4. To each gallon of the
liquid add 1 pint of good vinegar, preferably vinegar from a barrel.
This adds a starter of vinegar hacteria and the vinegar acid favors a
rapid start of vinegar fermentation.
5. Cover the jar or
bucket, etc., with a cheesecloth so that insects will be screened out
and so that air may get to the liquid freely. An abundant supply of air
is necessary for vinegar formation. If a barrel is used arrange it as
shown in Fig. 49. The barrel should be left about two-thirds to
three-fourths full. Leave the bung open and bore a hole at each end of
the barrel just above the surface of the liquid as shown in Fig. 49.

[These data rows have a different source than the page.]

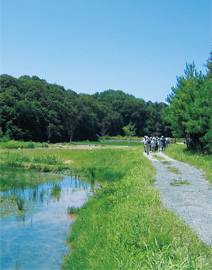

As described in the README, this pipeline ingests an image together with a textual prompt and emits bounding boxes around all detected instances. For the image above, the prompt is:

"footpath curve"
[144,152,212,246]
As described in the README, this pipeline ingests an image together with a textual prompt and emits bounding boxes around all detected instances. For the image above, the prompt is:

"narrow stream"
[0,170,97,270]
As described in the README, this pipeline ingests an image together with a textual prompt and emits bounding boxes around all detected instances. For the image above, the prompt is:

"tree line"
[0,74,171,142]
[164,52,212,153]
[0,53,212,153]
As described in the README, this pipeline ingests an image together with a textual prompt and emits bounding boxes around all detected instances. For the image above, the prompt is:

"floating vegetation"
[168,167,181,174]
[67,206,80,214]
[16,198,24,211]
[51,184,61,200]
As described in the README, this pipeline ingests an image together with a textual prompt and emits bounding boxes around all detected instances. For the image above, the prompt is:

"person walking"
[160,136,166,152]
[157,138,161,151]
[151,137,157,152]
[144,136,149,155]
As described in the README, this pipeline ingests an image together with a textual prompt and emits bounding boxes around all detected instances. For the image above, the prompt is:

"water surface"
[0,170,95,270]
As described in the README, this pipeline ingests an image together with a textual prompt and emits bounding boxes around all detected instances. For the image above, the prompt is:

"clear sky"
[0,0,212,102]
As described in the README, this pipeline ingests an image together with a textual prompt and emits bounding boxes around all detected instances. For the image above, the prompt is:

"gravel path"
[144,152,212,246]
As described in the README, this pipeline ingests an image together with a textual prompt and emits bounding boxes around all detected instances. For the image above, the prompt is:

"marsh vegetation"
[1,142,212,269]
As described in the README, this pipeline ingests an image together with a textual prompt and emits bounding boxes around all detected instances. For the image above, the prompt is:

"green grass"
[166,144,212,183]
[1,141,212,269]
[153,155,165,160]
[163,161,172,165]
[168,167,181,174]
[62,150,212,270]
[170,179,191,186]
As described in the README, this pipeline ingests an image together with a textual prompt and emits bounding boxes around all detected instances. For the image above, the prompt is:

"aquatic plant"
[16,198,24,211]
[67,206,80,214]
[62,149,212,269]
[170,179,191,186]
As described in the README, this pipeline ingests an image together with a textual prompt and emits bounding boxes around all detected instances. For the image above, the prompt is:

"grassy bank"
[165,144,212,184]
[63,149,212,269]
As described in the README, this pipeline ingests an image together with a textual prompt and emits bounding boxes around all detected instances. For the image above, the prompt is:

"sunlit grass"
[62,150,212,269]
[153,155,165,160]
[170,179,191,186]
[168,167,181,174]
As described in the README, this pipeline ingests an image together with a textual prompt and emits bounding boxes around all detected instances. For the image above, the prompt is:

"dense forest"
[164,52,212,153]
[0,75,171,142]
[0,53,212,153]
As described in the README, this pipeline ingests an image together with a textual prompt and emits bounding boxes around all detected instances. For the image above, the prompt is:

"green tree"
[123,122,136,144]
[166,57,212,152]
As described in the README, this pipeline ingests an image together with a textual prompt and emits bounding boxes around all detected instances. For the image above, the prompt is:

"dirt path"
[144,152,212,246]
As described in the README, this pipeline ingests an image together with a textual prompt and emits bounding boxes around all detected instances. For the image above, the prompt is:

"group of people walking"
[142,136,171,155]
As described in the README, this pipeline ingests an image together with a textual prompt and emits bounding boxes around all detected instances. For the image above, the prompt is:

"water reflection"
[0,171,97,269]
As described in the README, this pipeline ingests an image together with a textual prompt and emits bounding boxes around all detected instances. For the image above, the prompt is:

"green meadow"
[0,142,212,270]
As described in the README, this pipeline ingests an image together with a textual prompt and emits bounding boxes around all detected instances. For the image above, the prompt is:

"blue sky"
[0,0,212,102]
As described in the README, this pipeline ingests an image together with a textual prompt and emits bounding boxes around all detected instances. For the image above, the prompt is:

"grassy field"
[1,142,212,270]
[62,149,212,269]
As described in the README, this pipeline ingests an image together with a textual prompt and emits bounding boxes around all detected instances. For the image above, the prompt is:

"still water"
[0,170,97,270]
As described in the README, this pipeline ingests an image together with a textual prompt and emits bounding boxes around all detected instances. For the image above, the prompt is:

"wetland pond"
[0,168,98,270]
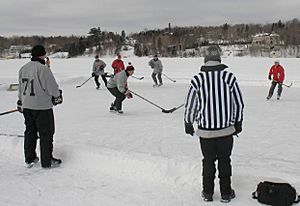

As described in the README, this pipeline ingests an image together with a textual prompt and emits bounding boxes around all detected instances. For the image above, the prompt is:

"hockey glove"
[233,122,243,135]
[184,122,195,136]
[52,89,63,106]
[17,100,23,113]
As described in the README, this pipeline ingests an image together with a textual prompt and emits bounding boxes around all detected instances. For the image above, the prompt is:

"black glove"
[184,122,195,136]
[52,89,63,106]
[233,122,243,135]
[124,90,133,99]
[17,100,23,113]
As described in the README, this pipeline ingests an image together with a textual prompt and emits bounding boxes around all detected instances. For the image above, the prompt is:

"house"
[252,33,283,49]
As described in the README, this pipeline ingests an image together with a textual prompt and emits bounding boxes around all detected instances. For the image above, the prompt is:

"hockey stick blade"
[283,82,293,88]
[161,107,177,113]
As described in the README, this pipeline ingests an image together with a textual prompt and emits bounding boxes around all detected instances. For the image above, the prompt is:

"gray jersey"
[107,70,128,93]
[149,59,163,73]
[18,61,60,110]
[93,59,106,76]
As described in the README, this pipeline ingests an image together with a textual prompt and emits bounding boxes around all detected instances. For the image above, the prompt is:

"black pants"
[200,135,233,195]
[23,109,55,167]
[107,87,126,110]
[94,74,107,87]
[152,72,162,84]
[268,81,282,98]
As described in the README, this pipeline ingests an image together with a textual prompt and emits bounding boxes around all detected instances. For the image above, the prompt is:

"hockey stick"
[282,82,293,88]
[0,133,24,137]
[162,73,176,82]
[163,104,184,113]
[273,80,293,88]
[131,75,144,80]
[0,109,18,116]
[129,90,174,113]
[76,76,92,88]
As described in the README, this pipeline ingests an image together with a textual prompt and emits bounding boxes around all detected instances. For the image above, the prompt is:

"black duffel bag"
[252,181,300,206]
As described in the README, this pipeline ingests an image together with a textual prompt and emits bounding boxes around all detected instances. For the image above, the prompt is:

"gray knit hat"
[31,45,46,57]
[204,46,221,63]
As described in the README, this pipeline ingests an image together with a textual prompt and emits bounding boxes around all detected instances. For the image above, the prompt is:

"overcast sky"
[0,0,300,37]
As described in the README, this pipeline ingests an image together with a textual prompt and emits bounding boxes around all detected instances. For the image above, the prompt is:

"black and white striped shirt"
[184,64,244,130]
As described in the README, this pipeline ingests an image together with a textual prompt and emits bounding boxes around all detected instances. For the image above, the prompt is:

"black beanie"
[204,46,221,63]
[31,45,46,57]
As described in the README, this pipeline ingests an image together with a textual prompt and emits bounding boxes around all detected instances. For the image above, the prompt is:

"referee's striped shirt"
[184,64,244,130]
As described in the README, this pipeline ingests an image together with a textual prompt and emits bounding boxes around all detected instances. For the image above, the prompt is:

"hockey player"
[107,65,134,114]
[17,45,62,168]
[267,61,284,100]
[184,46,244,202]
[149,54,163,87]
[92,55,107,89]
[111,54,125,75]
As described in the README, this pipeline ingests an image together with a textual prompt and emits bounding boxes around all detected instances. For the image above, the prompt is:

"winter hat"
[204,46,221,63]
[126,62,134,71]
[31,45,46,57]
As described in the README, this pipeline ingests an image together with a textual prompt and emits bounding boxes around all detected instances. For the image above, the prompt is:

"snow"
[0,57,300,206]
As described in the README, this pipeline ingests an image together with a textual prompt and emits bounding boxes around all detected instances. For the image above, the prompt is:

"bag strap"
[294,195,300,203]
[252,191,258,202]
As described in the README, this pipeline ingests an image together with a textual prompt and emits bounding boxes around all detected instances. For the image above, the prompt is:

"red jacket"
[111,59,125,74]
[269,64,284,83]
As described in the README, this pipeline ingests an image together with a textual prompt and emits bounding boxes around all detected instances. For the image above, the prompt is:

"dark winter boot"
[221,190,235,203]
[202,191,213,202]
[25,157,39,168]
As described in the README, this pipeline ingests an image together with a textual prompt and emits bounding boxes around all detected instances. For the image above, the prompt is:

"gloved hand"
[184,122,195,136]
[17,100,23,113]
[52,89,63,106]
[233,122,243,135]
[125,90,133,99]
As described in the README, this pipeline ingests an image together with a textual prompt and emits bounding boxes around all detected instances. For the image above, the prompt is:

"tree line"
[0,19,300,57]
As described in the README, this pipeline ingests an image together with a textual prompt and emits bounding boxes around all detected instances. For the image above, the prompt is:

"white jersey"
[18,61,60,110]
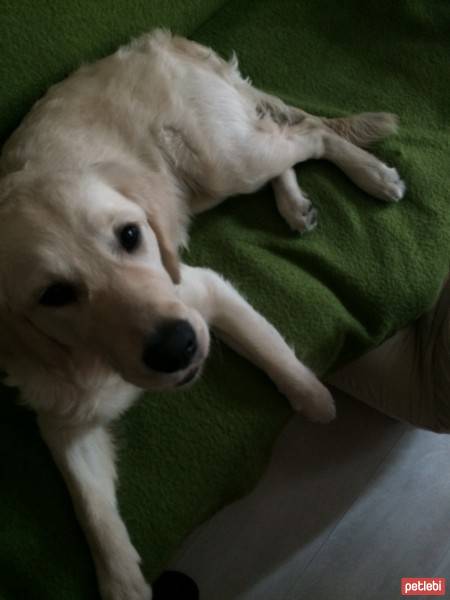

Cover the holes with fine screen or cheesecloth to keep out insects.
Leave in a warm place until vinegar forms. This will be in 2 to 12
months, depending on temperature conditions. A warm room is best.
6. The vinegar may then
be drawn off and strained or filtered and should be bottled or stored in
completely filled and closed barrels to prevent deterioration.
(93) Vinegar from
Cores, Peels, and Fruit Scraps.
1. Often fruit scraps are
wasted. These will make good vinegar.
2. To each cupful of
scraps, add 2 cups of water or enough to cover well. Boil about 10 to 15
min. and press out the juice.
3. To each 10 cups of
liquid add 1 cup of sugar and stir until dissolved. Allow to cool
overnight in a jar or other convenient container. (Do not use tin.)
4. Proceed from this
point as in Recipe 92.
(94) Vinegar from
Honey and Sirups.
1. To each cup of the
honey or sirup add 4 cups of water and half cup of any fruit juice.
2. Mix well and proceed
from this point as in Recipe 92.
1. With Fish Isinglass.
If a large amount of vinegar is to be made for sale it should be made as
clear as possible. This may be done by filtration until clear or may be
accomplished by clarification. Fish isinglass is most commonly used for
this purpose. The Russian isinglass is best.
If the vinegar is very
cloudy, weigh out 2 oz. of isinglass for each 100 gals.; if moderately
cloudy, 1 oz. and if only slightly cloudy, 1/2 to 3/4 oz. Soak each
ounce in about 1 gal. of vinegar for several days. It will swell and
become soft. Break it up thoroughly and work it into solution in the
vinegar. Pressing it through a fine screen will aid. Then add it to the
larger lot of vinegar in the proportion required as noted above. Stir
well and let settle until clear. Draw off the cleared vinegar with a
hose or through a spigot.
2. With Spanish Clay.
This is a clay of poor pottery clay grade. For each 100 gals. of vinegar
weigh out 5 to 8 lbs. of clay, depending on the cloudiness of the
vinegar. Soak in the proportion of 1 lb. of clay to 1 gal. of vinegar
until soft. Work up into a thin mud in the vinegar; it must be finely
broken up into a smooth mud or "solution." This will require a great
deal of crushing and stirring. An old butter churn may be used. Add the
clay solution to the vinegar in the amount required (5 to 8 lbs. clay
per 100 gals. of vinegar). Stir. Allow to settle several days. Draw off
clear vinegar and filter the sediment.